Life on Mars
The scientists have declared that God is dead. And after decades of painstaking investigation, they’ve concluded that the only thing out there worthy of note is … dark matter. Now, most of us lesser mortals don’t have a clue what this obscure phenomenon is and, provided the National Grid keeps running, don’t much care either. But to the fertile, enquiring mind, dark matter is – if you’ll pardon the pun – a matter of vital importance.
Scientists are a strange bunch. They hang around in laboratories, analysing minute particles of the universe, while everyone else has gone home. And perhaps with good reason. After all, everything in the known universe has, at some point, been quantified and tested, proved or disproved by science. Given the collected intellect brought to bear on such matters, it isn’t surprising that certain long held beliefs would have to go.

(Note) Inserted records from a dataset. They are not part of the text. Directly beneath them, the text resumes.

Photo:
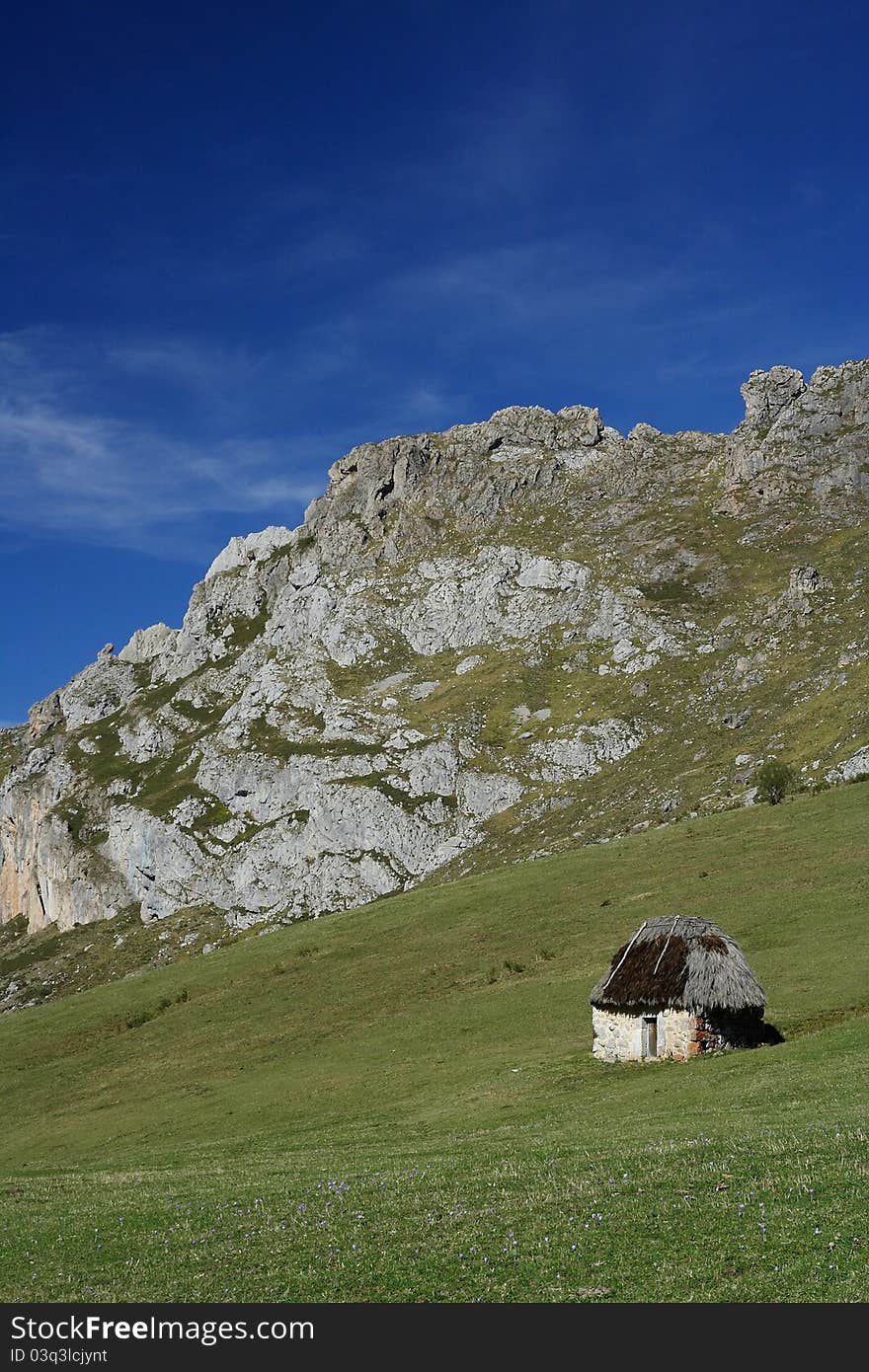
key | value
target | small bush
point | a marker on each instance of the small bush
(774, 780)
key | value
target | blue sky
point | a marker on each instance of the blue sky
(238, 240)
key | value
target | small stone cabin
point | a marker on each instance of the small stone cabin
(677, 988)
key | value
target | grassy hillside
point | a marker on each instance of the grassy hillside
(400, 1104)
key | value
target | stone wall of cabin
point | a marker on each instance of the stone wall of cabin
(681, 1034)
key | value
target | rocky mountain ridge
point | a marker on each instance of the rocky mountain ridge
(479, 645)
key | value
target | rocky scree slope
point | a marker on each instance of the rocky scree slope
(479, 645)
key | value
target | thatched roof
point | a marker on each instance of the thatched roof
(678, 962)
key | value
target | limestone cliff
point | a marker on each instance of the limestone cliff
(478, 645)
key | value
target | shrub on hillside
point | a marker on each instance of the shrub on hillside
(774, 778)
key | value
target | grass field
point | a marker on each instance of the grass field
(400, 1102)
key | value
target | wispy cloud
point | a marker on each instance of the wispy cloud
(98, 478)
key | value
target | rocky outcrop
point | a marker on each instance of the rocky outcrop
(471, 633)
(802, 436)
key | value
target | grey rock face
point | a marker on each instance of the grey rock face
(802, 436)
(468, 630)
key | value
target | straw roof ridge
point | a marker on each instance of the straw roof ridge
(679, 962)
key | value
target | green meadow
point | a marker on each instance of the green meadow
(398, 1104)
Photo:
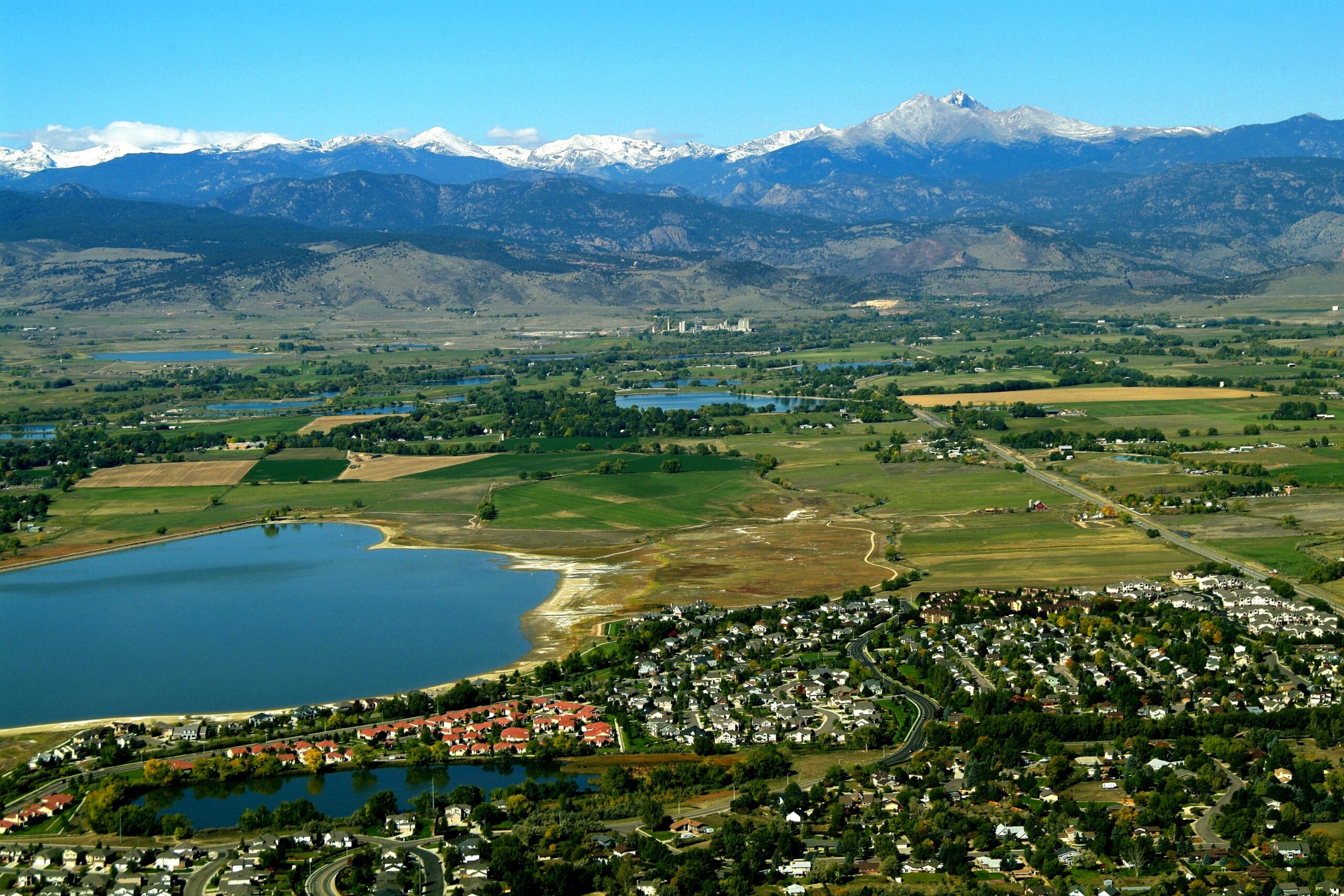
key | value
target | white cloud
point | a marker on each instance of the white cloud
(138, 133)
(521, 136)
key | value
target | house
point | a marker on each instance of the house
(691, 828)
(194, 731)
(469, 848)
(404, 824)
(340, 840)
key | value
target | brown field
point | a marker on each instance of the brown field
(1079, 395)
(324, 424)
(154, 475)
(390, 467)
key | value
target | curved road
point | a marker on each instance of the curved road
(1143, 522)
(925, 708)
(858, 649)
(323, 882)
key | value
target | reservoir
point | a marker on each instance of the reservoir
(695, 400)
(339, 793)
(174, 358)
(256, 618)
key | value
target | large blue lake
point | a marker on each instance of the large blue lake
(338, 793)
(174, 358)
(255, 618)
(695, 400)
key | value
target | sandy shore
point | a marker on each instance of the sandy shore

Facing skepticism on this scale, God himself was on a hiding to nothing.
So where does this leave religion? Without entering into a debate about the role of faith in the enlightened age, something has to be said about choice. The greatest freedom a man can have is the freedom to believe what he likes, regardless of the views of others. Organised religion has long been used as a tool to prevent this, imposing its own brand of slavery on the common herd. But religion isn’t the only culprit.
Atheism is the new raga. Its spokesmen, people like Richard Dawkins and Christopher Hitchens, talk eloquently and convincingly about the validity of their non-beliefs. Science, they claim, has finally and irrefutably disproven the existence of God. Armed with these ‘facts’ and a healthy dose of cynicism for any critics they might meet, they and others like them have set out on the lecture circuit to win new converts.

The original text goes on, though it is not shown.